Türkiye Cumhuriyeti Devleti’nin uyuşturucuyla dünyada en aktif ve en kararlı gayret yapan bir ülke olduğunu lisana getiren Bozdağ, “Sayın Kılıçdaroğlu resmen Türkiye Cumhuriyeti Devleti’ne ve hükümetine, kolluk güçlerine iftira etmektedir. çok Aleni söylüyorum, elinde doküman varsa çık ortaya koy. O denli kulaktan dolma, kulağa üfürme, birilerinin laflarıyla ağzından çıkanı kulağı duymayacak cümleler kurmak bir anne muhalefetin başındaki genel lidere yakışmaz.” tabirlerini kullandı.
“Birileri derken kimleri kastediyorsunuz?” sorusuna Bozdağ, şu cevabı verdi:
“Ben de bilmiyorum kimler onlar? Hamburgercide konuştukları mı, yoksa tost yedikleri mi bilemem ben onu fakat sonuçta bir kelam söylenirken bu lafın karşılığı nedir? Türkiye’de buna kim inanır? Devletin uyuşturucu ticareti yaptığını argüman etmek, Türkiye’yi memleketler arası alanda da mahkum edecek bir beyandır. Türkiye’nin aleyhine konuşuyor ve ihbar ediyor Türkiye’yi. Bir Tane şahıs çıkıp aklı başında şahıs Türkiye Cumhuriyeti Devleti bunu yapıyor diyebilir mi? Diyemez. Bakın birtakım ülkeler uyuşturucuyla çabayı, baş edemediler, meşrulaştırma yoluna giden ülkeler oldu.”
– “Kılıçdaroğlu, Türkiye Cumhuriyeti Devleti’ne iftira etmiştir”
Tutuklu ve mahkumların üçte birinden fazlasının uyuşturucu kabahatinden cezaevinde bulunduğunu bildiren Bakan Bozdağ, yapılan Yasa değişikliğiyle uyuşturucu hatasından verilen cezaların artırıldığını hatırlattı.
Bozdağ, uyuşturucu cürmünün infazının terör cürmünün infazıyla eşit hale getirildiğini vurgulayarak, uyuşturucu nedeniyle cezaevinde bulunanların aldığı cezanın dörtte üçünü güzel halle geçirmediği sürece dışarı çıkma imkanı olmadığını aktardı.

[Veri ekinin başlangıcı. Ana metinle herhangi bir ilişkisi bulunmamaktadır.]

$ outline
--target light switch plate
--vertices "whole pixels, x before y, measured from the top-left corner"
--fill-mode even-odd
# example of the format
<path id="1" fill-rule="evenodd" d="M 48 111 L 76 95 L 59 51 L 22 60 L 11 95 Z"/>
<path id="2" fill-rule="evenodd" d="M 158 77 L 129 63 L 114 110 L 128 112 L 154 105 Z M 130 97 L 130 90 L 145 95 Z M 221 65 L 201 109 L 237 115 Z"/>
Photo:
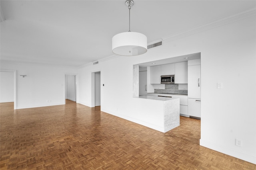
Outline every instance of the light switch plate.
<path id="1" fill-rule="evenodd" d="M 218 83 L 217 85 L 217 88 L 222 88 L 222 83 Z"/>

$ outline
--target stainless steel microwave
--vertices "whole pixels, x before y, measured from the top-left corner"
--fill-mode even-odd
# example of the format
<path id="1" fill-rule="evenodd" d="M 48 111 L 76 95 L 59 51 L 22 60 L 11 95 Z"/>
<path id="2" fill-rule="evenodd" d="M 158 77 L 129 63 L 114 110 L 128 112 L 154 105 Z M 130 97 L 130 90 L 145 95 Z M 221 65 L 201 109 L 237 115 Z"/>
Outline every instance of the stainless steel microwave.
<path id="1" fill-rule="evenodd" d="M 161 84 L 174 84 L 175 82 L 175 75 L 161 76 Z"/>

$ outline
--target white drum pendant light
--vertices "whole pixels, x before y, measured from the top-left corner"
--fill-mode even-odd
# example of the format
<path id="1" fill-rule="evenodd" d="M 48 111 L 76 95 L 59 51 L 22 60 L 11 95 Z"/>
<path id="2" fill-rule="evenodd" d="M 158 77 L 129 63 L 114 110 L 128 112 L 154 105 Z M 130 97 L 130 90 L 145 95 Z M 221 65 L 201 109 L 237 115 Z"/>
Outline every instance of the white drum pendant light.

“Uyuşturucu imalatı, ticareti, satışı, terörist ile infaz açısından bir tutuluyor.” diyen Bozdağ, şöyle konuştu:
“Devlet bu türlü aktif, kararlı bir uğraş yapmamış olsa uyuşturucuyla ilgili bu kadar tutuklu ve hükümlü içeride olmayacağı üzere soruşturma ve kovuşturma etabında da binlerce uyuşturucuyla ilgili soruşturma ve kovuşturma olmazdı. Bunun çokluğu çabanın aktif ve kararlı yürütülmesiyle alakalıdır. İşte yargıda hesabını verecek bunun.
Kılıçdaroğlu, Fazla net söylüyorum, Türk milletinin gözünün içine baka baka hem Türkiye Cumhuriyeti Devleti’ne hem aziz Türk milletine ve hükümetine hem de bizim uyuşturucuyla uğraş eden kolluk güçlerimize ve yargımıza Fazla net bir biçimde iftira etmiştir. Bunun Öbür bir izahı falan yok. O Vakit bu iftira etmediğini, mevzu yargıya intikal ettiğinde ispat hakkı da var. Elinde bilgi, doküman ne varsa ortaya koyması lazım. Çıkıp milletin gözünün içine baka baka demesi lazım ki uyuşturucuyu hükümet satıyor, kolluk satıyor, devlet satıyor, şöyle yapıyor, bu türlü yapıyor. Ortaya koyması lazım. Buradan hodri Saha diyorum, iftira cet ata milleti lekelemek, sav ede ede iftira etmek Aka bir kabahattir. Maalesef Türkiye’de bugün bu yapılıyor. Kimileri soru sorarak iftira ediyorlar. Kimileri argüman ederek iftira ediyorlar. Kimileri da karar cümlesi kurarak iftira ediyorlar.”
Cumhuriyet tarihinde Fazla sayıda siyasi partinin yer aldığını, Fazla sayıda muhalefetin değiştiğini kaydeden Bakan Bozdağ, bugüne kadar hiçbir muhalefetin kendi ülkesini “uyuşturucu satarak cari açığı kapamak” üzere bir iftirayla suçlamadığını vurguladı.